Relaxations are one of the main ways classical solvers reason about huge search spaces. Instead of checking every possible binary assignment, they solve easier related problems to prove that some regions are promising and others are not.
This idea will return when we discuss quantum optimization. Mapping a problem to QUBO or Ising form is not the only possible path. Sometimes a classical relaxation gives excellent bounds or even a near-complete solution before any quantum computation is considered.
3.10 Why Classical Methods Matter for Variational Quantum Algorithms
Variational quantum algorithms are hybrid. This means classical optimization is not outside the quantum algorithm; it is part of the algorithm.
A typical variational quantum optimization loop works like this:
- Choose parameters for a quantum circuit.
- Run the circuit many times.
- Measure bitstrings or expectation values.
- Estimate a cost.
- Use a classical optimizer to choose new parameters.
- Repeat.
The quantum computer does not usually decide its own next parameters. The classical optimizer does.
For continuous circuit parameters, methods related to gradient descent may be used. In noisy settings, gradient-free or stochastic methods may be preferred. Chapter 9 will study those choices carefully.
For the underlying discrete optimization problem, methods such as simulated annealing, local search, branch and bound, and integer programming often provide baselines.
This creates two layers of classical comparison.
The first layer is parameter optimization:
How well does the classical optimizer train the quantum circuit?
The second layer is problem optimization:
How well does the final quantum method solve the original optimization problem compared with classical solvers?
Both questions matter.
A QAOA experiment may fail because the quantum circuit is not expressive enough, because the measurements are too noisy, because the classical optimizer gets stuck, or because the problem is simply easier for a classical solver. Without classical optimization knowledge, these causes are easy to confuse.
3.11 A Small Example: Comparing Methods on a Binary Problem
Let us use a tiny binary optimization problem to see how the methods differ.
Suppose we have four binary variables,
\[ x_1, x_2, x_3, x_4 \in \{0,1\}, \]
and we want to minimize
\[ C(x) = -3x_1 - 2x_2 - 4x_3 - x_4 + 5x_1x_3 + 2x_2x_4. \]
This is a quadratic binary objective because it contains products such as \(x_1x_3\). Problems of this kind are closely related to QUBO models, which we will study in Chapter 11.
There are only
\[ 2^4 = 16 \]
possible assignments, so we could solve this by brute force. But imagine there were 400 variables instead of 4. Then brute force would be impossible.
Different classical methods would approach the problem differently.
A local search heuristic might start from
\[ x = (0,0,0,0) \]
and flip one bit at a time if the flip improves the cost.

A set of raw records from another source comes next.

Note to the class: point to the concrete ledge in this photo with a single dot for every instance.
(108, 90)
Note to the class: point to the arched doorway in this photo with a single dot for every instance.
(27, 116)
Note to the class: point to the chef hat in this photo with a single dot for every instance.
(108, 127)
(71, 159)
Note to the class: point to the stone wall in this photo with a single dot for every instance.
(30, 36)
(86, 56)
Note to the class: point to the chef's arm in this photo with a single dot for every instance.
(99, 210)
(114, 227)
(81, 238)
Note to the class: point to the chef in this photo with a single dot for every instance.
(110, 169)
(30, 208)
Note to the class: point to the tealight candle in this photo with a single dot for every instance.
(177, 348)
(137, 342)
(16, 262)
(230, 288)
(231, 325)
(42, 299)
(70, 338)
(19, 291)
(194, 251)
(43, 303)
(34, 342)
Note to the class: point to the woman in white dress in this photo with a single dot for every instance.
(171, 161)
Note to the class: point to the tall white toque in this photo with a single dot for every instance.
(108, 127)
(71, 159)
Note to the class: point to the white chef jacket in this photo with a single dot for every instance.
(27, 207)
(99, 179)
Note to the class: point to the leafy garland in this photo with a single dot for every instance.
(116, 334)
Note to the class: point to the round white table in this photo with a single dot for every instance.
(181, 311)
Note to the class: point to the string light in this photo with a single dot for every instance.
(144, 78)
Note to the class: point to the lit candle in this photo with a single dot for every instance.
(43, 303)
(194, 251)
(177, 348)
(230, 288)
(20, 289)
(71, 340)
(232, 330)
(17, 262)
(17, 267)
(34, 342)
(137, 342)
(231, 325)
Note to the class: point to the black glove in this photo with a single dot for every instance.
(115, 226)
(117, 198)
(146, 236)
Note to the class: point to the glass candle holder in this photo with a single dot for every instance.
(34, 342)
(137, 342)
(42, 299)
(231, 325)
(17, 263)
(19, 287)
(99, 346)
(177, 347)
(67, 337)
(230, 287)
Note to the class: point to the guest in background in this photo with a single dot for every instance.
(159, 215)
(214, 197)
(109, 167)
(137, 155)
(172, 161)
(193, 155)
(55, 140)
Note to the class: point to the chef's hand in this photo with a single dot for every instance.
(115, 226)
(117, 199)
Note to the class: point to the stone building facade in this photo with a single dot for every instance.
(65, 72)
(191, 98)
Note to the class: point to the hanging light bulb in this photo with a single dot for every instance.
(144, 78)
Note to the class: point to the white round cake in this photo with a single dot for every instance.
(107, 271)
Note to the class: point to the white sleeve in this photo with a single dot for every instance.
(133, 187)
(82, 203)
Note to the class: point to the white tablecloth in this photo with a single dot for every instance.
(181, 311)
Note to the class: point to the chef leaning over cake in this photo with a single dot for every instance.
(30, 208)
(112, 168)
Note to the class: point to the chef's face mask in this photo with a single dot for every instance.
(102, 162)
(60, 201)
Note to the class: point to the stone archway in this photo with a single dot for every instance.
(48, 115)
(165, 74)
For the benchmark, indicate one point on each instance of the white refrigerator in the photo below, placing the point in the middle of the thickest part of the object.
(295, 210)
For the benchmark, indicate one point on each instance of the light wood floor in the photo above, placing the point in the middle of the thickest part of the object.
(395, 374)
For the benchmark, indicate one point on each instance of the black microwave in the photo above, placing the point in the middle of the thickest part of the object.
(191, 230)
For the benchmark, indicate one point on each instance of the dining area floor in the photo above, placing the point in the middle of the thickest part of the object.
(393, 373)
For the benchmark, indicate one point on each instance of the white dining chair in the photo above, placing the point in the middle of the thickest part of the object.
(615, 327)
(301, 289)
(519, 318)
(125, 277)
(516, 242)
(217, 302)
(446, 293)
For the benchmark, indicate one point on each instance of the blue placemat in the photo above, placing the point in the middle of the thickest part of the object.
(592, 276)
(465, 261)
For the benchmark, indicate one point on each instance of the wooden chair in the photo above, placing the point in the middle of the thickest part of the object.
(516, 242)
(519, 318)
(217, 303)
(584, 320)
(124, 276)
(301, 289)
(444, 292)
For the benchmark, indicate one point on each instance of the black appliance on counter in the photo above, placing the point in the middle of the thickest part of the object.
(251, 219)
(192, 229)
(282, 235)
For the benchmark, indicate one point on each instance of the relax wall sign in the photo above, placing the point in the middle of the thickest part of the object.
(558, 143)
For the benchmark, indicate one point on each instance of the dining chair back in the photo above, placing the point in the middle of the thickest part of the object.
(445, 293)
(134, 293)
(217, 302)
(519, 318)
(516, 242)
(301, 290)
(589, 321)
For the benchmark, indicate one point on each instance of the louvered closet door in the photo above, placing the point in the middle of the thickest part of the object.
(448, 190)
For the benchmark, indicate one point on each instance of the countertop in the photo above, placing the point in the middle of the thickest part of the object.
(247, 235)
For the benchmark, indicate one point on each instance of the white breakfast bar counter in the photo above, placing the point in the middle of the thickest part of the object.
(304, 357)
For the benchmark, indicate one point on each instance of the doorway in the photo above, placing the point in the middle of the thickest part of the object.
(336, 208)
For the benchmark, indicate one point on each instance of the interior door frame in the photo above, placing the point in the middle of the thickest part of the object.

Simulated annealing might also flip bits, but it might sometimes accept a worse flip to escape a local minimum.
Branch and bound would build a search tree by fixing variables and pruning branches whose bounds show they cannot beat the current best solution.
Integer programming would express the binary variables and quadratic terms in a solver-friendly form, possibly using additional variables to linearize products.
An approximation algorithm might apply if the problem belongs to a class with known guarantees.
A variational quantum algorithm would encode the cost into a quantum measurement problem, use a parameterized circuit to sample bitstrings, and then use a classical optimizer to adjust circuit parameters.
The important point is not that one method is always best. The important point is that each method has a different kind of strength.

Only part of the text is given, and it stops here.